Moving to the next Kalahari area, we stopped in a small town for gas and water. These small towns have varying degrees of development. Some now have schools provided by the national government with primary and secondary education mandatory. However, many rural students still spend their childhoods living in boarding schools; transported, at government expense, in large buses to and from their remote villages for holidays.
The literacy rate is climbing steadily among younger people, but many older people still can’t read or write. Education in the far-flung villages is still spotty. Health care is pretty good everywhere.
Mobile health care units visit even the most remote villages several times a month with vision, dental, pre-natal, and general health providers on board. The national government is exemplary among African nations in taking good care of its people. And the people respond by loving their leaders. Botswanans are very proud of their 52 year independence from the former British protectorate status.
The Kumaga area of the Makgadikgadi Pans park, near the Boteti River was the next camp. Such a difference water makes! We arrived on a very hot day: 40 degrees C/104F.
After setting up camp we drove to the river to see what wildlife might be around. We hadn’t seen any large animals yet. Wow! Here they were, all coming in for afternoon drinks. Giraffes, zebras, wildebeests, kudus, impalas and elephants. Hippos and water birds. It was like a garden of Eden. We were stunned.
That night we had an impressive thunderstorm with rain and lots of lightning. The next evening, when we returned to the river we could see and smell a big wildfire started by the lightning.
Now the temperatures were cooler and remote waterholes filling: the animals disperse. We never again saw the concentrations of the previous day. With more rain the next day, the fires were extinguished and the air freshened.

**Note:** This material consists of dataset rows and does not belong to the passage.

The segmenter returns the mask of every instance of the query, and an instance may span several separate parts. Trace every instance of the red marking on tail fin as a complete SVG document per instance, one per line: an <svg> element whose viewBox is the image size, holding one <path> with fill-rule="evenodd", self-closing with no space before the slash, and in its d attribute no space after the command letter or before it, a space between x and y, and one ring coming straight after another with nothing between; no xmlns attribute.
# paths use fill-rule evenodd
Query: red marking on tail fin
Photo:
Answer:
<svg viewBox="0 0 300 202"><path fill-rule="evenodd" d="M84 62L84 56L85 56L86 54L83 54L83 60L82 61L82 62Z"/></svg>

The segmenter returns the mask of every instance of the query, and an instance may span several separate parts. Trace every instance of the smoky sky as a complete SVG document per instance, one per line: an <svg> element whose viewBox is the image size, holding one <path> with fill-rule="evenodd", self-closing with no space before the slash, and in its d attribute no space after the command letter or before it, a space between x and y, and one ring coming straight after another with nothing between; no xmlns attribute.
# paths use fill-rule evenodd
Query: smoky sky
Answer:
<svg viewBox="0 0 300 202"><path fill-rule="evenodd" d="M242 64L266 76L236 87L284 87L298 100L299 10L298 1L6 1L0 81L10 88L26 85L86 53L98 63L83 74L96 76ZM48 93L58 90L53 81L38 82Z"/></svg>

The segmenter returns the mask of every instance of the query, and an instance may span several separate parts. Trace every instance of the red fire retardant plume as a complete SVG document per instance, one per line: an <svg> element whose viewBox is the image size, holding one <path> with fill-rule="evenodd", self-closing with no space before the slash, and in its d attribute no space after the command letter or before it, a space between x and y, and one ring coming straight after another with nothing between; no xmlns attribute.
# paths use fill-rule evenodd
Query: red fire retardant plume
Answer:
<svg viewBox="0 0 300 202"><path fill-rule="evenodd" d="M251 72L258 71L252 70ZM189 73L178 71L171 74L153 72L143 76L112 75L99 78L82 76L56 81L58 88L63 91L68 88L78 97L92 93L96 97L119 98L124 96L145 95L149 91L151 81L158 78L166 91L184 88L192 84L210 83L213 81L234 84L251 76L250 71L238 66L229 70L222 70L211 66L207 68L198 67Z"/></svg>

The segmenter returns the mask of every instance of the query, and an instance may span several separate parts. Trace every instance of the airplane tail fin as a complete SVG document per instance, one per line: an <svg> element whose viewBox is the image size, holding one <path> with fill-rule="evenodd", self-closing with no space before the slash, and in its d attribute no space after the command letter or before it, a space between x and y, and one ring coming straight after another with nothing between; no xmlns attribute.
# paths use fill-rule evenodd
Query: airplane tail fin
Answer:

Signs of new plant life emerge signaling the return of the wet. Flowers begin blooming.
Out in the bush we found more entertainment (we are easily amused). The flying dung beetles are a hazard. They look like clumsy hummingbirds zooming around and if one hits you in the head, you’ll notice. Joseph found one on its giant self-made dung ball. They bury these to provide nourishment for their hatching larvae.
Many of the male elephants had black secretions coming from temporal (on the temple) glands. This signals they are in musth, or breeding mode. They are more aggressive to other males during musth, (and also to tourists). Females have temporal secretions also, perhaps having to do with mating readiness.
The next stop, Nxai Pans will be drier. After the cloudless blue skies of the dry season, a plus for the beginning of the wet is the magnificent sunsets.